Concurrency Limits and Database Connections

The most practical reason to set reserved concurrency is protecting downstream systems that have connection limits:

RDS database max connections: 100

Without reserved concurrency:
  Lambda scales to 500 concurrent → 500 DB connections → database rejects connections

With reserved concurrency = 80:
  Lambda capped at 80 concurrent → 80 DB connections → database stays healthy

Better solution: RDS Proxy
  Lambda scales freely → RDS Proxy pools connections → database sees ~20 connections

RDS Proxy is the recommended solution for Lambda-to-RDS connectivity because it handles connection pooling, eliminating the need to limit Lambda concurrency purely for connection management.

Common Interview Questions

Q: What is the default concurrency limit per region? 1,000 concurrent executions per region per account by default.
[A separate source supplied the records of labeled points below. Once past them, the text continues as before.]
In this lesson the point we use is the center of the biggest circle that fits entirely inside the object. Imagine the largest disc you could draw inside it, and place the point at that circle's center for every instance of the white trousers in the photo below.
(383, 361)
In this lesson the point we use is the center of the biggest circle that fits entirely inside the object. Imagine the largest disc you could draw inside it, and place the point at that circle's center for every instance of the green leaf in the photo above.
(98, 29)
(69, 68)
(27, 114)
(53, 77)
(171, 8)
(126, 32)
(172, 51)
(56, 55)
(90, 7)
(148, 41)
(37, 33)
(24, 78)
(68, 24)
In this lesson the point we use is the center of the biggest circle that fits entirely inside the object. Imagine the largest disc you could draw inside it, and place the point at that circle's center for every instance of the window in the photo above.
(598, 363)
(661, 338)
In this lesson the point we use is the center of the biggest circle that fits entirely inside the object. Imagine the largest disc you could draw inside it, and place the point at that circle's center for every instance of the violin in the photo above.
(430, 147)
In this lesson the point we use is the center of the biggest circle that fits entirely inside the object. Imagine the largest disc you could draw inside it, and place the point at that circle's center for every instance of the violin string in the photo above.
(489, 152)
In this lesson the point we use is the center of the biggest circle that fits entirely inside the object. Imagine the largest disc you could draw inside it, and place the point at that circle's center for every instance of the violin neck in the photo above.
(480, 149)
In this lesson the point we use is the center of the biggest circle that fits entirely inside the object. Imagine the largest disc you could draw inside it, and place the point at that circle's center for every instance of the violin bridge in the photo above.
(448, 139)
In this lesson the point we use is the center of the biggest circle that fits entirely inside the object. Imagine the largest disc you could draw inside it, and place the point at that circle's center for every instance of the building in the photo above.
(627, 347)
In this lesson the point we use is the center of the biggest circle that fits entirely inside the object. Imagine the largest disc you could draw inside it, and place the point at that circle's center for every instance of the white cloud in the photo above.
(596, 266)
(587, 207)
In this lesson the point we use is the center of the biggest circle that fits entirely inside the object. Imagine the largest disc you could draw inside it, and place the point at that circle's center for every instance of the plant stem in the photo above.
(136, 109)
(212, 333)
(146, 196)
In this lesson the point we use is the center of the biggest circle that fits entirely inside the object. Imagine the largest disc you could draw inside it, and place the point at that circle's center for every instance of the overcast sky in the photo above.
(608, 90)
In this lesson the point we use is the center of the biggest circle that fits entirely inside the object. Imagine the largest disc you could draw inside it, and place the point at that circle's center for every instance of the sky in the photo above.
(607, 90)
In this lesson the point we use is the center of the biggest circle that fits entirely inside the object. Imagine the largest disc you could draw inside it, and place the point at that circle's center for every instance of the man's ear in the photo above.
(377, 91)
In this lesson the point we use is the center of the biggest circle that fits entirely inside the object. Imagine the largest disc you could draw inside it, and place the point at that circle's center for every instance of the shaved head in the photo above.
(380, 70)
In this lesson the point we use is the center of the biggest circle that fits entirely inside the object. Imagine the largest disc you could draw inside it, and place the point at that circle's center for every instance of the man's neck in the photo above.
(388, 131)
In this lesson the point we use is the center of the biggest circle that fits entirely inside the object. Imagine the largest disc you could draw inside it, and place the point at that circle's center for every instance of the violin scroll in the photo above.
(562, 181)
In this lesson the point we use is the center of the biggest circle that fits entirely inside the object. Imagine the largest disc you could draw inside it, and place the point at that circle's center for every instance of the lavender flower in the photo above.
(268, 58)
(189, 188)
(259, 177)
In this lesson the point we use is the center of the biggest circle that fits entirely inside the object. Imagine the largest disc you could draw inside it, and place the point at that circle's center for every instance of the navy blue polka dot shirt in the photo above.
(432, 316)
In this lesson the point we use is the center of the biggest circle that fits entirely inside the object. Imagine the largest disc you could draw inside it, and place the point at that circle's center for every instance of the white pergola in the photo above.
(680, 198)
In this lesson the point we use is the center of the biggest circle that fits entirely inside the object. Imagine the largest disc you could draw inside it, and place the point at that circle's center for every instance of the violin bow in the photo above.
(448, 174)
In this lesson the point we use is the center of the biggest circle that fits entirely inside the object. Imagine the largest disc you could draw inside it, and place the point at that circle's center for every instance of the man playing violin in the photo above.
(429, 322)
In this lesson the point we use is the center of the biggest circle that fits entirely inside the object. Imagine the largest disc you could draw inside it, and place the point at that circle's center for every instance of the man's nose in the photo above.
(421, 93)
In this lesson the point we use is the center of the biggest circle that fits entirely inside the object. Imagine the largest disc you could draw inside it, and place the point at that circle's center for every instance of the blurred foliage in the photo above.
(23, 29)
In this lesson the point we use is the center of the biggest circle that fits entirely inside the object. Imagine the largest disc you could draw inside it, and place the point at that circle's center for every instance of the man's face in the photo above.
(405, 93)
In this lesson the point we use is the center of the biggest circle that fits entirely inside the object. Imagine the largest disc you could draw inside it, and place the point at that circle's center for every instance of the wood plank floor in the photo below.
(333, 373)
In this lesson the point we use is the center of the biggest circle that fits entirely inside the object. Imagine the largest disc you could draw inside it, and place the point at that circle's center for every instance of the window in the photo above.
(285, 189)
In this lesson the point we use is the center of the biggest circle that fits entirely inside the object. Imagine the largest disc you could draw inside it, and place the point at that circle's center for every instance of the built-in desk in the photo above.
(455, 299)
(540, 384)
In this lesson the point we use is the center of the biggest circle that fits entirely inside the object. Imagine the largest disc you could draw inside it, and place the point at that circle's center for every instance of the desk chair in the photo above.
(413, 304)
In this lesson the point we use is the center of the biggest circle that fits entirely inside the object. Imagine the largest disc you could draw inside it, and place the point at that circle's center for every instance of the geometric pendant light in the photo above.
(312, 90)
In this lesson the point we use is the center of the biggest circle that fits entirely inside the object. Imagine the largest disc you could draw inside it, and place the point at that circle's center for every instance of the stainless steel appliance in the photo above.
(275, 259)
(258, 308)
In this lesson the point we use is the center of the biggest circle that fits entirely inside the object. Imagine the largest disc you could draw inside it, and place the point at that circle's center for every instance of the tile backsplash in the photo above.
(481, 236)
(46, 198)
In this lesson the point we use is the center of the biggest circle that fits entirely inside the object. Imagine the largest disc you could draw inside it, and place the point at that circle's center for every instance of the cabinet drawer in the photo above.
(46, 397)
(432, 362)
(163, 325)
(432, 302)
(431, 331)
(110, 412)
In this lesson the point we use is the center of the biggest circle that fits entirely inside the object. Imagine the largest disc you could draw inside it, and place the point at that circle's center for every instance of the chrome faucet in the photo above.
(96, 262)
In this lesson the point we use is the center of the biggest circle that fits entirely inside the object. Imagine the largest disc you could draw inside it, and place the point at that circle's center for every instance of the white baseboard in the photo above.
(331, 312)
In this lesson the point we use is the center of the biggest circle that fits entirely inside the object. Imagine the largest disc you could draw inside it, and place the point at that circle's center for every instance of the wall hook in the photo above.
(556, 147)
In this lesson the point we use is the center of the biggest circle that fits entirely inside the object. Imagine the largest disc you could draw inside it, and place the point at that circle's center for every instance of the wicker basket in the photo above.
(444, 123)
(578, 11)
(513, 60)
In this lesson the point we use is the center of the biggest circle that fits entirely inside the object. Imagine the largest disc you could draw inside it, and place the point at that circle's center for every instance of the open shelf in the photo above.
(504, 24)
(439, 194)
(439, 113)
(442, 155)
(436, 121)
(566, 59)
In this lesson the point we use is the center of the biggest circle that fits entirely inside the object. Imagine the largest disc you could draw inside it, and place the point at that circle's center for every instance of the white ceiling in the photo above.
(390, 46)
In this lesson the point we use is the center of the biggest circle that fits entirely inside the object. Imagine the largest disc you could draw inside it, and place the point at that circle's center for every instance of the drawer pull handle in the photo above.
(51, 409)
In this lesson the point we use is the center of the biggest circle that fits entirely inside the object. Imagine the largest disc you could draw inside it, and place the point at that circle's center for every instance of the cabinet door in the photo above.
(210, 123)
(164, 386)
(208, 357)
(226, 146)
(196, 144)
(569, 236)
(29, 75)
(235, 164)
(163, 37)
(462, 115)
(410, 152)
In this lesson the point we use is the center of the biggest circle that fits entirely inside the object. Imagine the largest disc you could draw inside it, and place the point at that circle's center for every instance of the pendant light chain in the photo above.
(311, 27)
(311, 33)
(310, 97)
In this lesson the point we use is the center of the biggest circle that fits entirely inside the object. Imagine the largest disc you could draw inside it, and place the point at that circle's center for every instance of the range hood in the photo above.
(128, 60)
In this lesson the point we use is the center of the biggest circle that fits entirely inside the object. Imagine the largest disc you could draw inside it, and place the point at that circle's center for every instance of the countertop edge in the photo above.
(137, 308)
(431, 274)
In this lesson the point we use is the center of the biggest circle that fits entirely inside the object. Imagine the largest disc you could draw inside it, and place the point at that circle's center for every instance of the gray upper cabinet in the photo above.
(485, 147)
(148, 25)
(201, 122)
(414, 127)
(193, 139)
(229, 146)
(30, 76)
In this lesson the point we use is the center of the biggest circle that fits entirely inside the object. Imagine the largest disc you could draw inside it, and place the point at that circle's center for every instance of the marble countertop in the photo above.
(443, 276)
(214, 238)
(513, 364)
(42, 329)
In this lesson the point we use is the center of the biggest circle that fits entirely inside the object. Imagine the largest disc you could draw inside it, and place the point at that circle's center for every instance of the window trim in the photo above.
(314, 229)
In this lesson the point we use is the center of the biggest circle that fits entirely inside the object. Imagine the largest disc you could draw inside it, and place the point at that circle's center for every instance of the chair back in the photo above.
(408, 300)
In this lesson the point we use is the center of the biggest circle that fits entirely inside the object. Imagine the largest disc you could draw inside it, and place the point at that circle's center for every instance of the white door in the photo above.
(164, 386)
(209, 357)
This can be increased via a Service Quota request.

Q: What is the difference between reserved and provisioned concurrency? Reserved concurrency dedicates a number of slots to a function and caps its maximum concurrent executions. Provisioned concurrency pre-warms a number of execution environments so they are ready without a cold start. They serve different purposes: reserved is for capacity isolation and protection; provisioned is for latency.

Q: If you set reserved concurrency to 50, what happens when the 51st request arrives? The 51st request is throttled with a 429 error. Reserved concurrency acts as both a minimum guarantee and a maximum cap.

Q: When should you use provisioned concurrency? When your function is synchronously invoked (user is waiting), cold starts add noticeable latency, and the function runs frequently enough that warm environments from prior invocations are not reliably available. Typically used for customer-facing API handlers with strict p99 latency requirements.